One ward boy, smaller and faster than the rest, caught Arjun's eye as he scuffed past.

Arjun pulled his aside to ask his assistance.

"Please… I need to know about the accident. It's important," Arjun said, his voice low.

The boy looked at him, then away. Arjun loosened the leather strap from his wrist—an expensive watch he had no business wearing—and slid it into his palm. The gesture was clumsy, pleading.

The boy stared at the watch, then at Arjun. He swallowed. "Wait here," he said. A few whispered calls later, he returned with a face that had been softened by mercy and by the small bribery of a piece of luxury.

"They were orphans, sir," the boy said, voice thin. "Police brought them in. Post‑mortems were done—fast. Names recorded. Hospital planned a cremation tomorrow, but… there wasn't any family. They were prepared for disposal earlier than usual. The staff… they assumed no one would come. There was a task to fetch papers last evening; everything was so rushed, so they moved them to the burning ground the same day."

It hit Arjun like wind knocked loose. The world inside him folded down to one narrow point of unbearable cold.

"No," he whispered. "No. That can't be — they couldn't just—"

"They did," the ward boy said, eyes avoiding his. "Nobody looked for them. They were burnt."

Arjun doubled over on the cold tiles. Sound left him. For several breaths he didn't know which was sharper—the grief at the loss, or the anger at the casual efficiency with which the city had disposed of lives.

J.A.D.E. was quiet. "I am sorry," she said finally.

"Sorry doesn't—" He broke the sentence. There were no words that could stitch that raw place back together.

He rose like a man carrying a weight and told himself he would still do the last thing he could: visit the cremation site. He drove to the gates as dawn began to grey the sky. The yard was closed; the main gate padlocked and the staff were not due until nine. He paced once, then twice. The Porsche idled, patient and indifferent.

He sat down on the pavement outside the locked gate and leaned his back against cold metal. A thin wind cut across his face, drying tears he hadn't realized were falling. Around him, Mumbai woke up—rickshaw horns, vendors, a morning commuter fixing his scarf—but the world's ordinary life felt obscene beside the small, terrible business of his own.

He thought of his mother—the hands that had smoothed his hair, the way she whispered courage into him. He thought of the promises he'd made on old nights when they'd counted dreams like prayers. All of it, apparently, fit into paperwork and a burnt heap without ceremony.

The keys in his pocket felt heavy as judgement. The Porsche gleamed in the dull light, magnificent and useless. He had a car that could outrun any thought—but none of its speed could outrun the empty space inside him.

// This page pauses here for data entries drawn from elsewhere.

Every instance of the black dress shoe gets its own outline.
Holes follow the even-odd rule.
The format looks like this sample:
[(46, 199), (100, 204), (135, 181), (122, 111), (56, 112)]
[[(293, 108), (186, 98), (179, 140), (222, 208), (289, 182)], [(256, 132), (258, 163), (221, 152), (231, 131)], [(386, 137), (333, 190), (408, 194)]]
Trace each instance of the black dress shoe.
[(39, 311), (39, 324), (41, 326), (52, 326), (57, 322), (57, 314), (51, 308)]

Dawn brightened. The gate would not open until nine. He sat, body numb, mouth dry, and waited. Waiting, he found his resolve hardening into something like promise.

I will survive, he told himself without irony. I will deliver justice. I will not fail again.

The city moved around him, indifferent and stubborn. He remained, a single figure on the pavement, waiting for the gate to unlock and for the last thing he could do for the life that mattered to him.